The Deep Dive series continues with a discussion of Alexa Display Template skill test gotchas. Testing Display Template skills is a little more demanding and time-consuming than it is for voice-only skills, since you must test the visual and touch elements on top of the usual voice interaction testing. A systematic approach will make things easier, but there are definitely some pitfalls to avoid.
Note that the information provided here is accurate as of publication date, on 3/6/18, but is subject to change in the future if Amazon makes changes to its Alexa devices or the Alexa software.
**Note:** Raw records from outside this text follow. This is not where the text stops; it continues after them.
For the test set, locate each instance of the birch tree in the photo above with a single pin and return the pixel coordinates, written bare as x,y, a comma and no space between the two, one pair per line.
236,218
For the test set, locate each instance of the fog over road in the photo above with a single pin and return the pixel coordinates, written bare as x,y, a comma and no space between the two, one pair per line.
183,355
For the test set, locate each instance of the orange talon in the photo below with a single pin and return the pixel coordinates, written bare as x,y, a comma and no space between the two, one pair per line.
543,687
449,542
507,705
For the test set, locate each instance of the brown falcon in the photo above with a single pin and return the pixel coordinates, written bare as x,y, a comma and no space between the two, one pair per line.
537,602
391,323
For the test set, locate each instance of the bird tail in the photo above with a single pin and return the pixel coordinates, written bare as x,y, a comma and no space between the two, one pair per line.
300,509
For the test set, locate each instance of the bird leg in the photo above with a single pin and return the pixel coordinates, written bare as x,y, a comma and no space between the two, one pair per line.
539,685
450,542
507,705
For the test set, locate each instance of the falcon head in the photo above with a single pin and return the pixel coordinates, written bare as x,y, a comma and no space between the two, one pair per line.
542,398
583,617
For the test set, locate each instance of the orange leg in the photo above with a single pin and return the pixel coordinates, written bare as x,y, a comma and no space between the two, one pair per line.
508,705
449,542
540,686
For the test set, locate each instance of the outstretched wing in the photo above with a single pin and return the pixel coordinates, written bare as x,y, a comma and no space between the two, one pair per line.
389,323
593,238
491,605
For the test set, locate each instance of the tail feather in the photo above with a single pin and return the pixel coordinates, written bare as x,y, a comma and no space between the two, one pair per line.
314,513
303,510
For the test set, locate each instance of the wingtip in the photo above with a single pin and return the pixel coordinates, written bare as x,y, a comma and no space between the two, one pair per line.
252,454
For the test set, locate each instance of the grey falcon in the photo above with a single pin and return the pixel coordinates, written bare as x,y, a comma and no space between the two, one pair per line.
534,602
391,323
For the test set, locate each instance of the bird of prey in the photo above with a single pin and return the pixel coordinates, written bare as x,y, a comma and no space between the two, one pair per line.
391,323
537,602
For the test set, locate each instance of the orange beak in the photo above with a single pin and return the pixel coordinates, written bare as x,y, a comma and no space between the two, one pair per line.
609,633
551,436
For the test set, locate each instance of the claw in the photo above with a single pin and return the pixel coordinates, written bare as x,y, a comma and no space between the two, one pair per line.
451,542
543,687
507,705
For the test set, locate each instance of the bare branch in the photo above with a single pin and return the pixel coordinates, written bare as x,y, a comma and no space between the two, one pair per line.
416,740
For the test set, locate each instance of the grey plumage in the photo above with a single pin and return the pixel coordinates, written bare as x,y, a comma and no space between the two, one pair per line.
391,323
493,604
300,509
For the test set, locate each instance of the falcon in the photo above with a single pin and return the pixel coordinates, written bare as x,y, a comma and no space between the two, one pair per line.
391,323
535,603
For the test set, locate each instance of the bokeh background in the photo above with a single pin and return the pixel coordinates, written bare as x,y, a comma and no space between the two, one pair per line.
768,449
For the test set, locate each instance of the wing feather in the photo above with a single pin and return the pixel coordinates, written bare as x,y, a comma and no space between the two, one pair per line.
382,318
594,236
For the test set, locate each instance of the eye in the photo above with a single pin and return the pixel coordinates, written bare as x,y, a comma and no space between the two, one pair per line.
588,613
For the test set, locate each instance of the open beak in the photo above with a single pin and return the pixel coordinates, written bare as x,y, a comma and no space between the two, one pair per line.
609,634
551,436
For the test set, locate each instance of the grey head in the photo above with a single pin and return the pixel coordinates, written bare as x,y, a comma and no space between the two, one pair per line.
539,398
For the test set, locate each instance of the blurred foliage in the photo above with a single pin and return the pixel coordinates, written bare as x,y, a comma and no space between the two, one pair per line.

Writing out actual test scripts can be very helpful when working with any complex skill. I don’t mean you should write a .bat file or anything like that, this type of test script is a spreadsheet or table that lists every possible feature or function of your skill and provides spaces for you to check off each feature/function as “passed” or “failed” as it’s tested, and to add any notes. Many devs avoid writing out test scripts because of the extra development time required, but the script can save time in the long run.
First, writing everything out in a script helps to ensure a thorough test. Each line item you add to your script can jog your memory about related features or functions that must also be tested, but aren’t obvious from a surface level. Second, when a given test line item fails, it’s much faster and easier to debug because your test script contains a record of everything that does work and can therefore be eliminated as a potential cause of the line item fail.
Finally, the process of writing a test script will often reveal functionality gaps, inconsistencies, or other problems with your skill that you didn’t notice before. For example, while writing out the test line items for Visual Tarot to verify my instruction message fires when each new screen is loaded, it occurred to me that I only wanted that message to fire the first time the user accesses each screen. This realization led me to revise my code so the messages would be suppressed on subsequent screen loads within the same session.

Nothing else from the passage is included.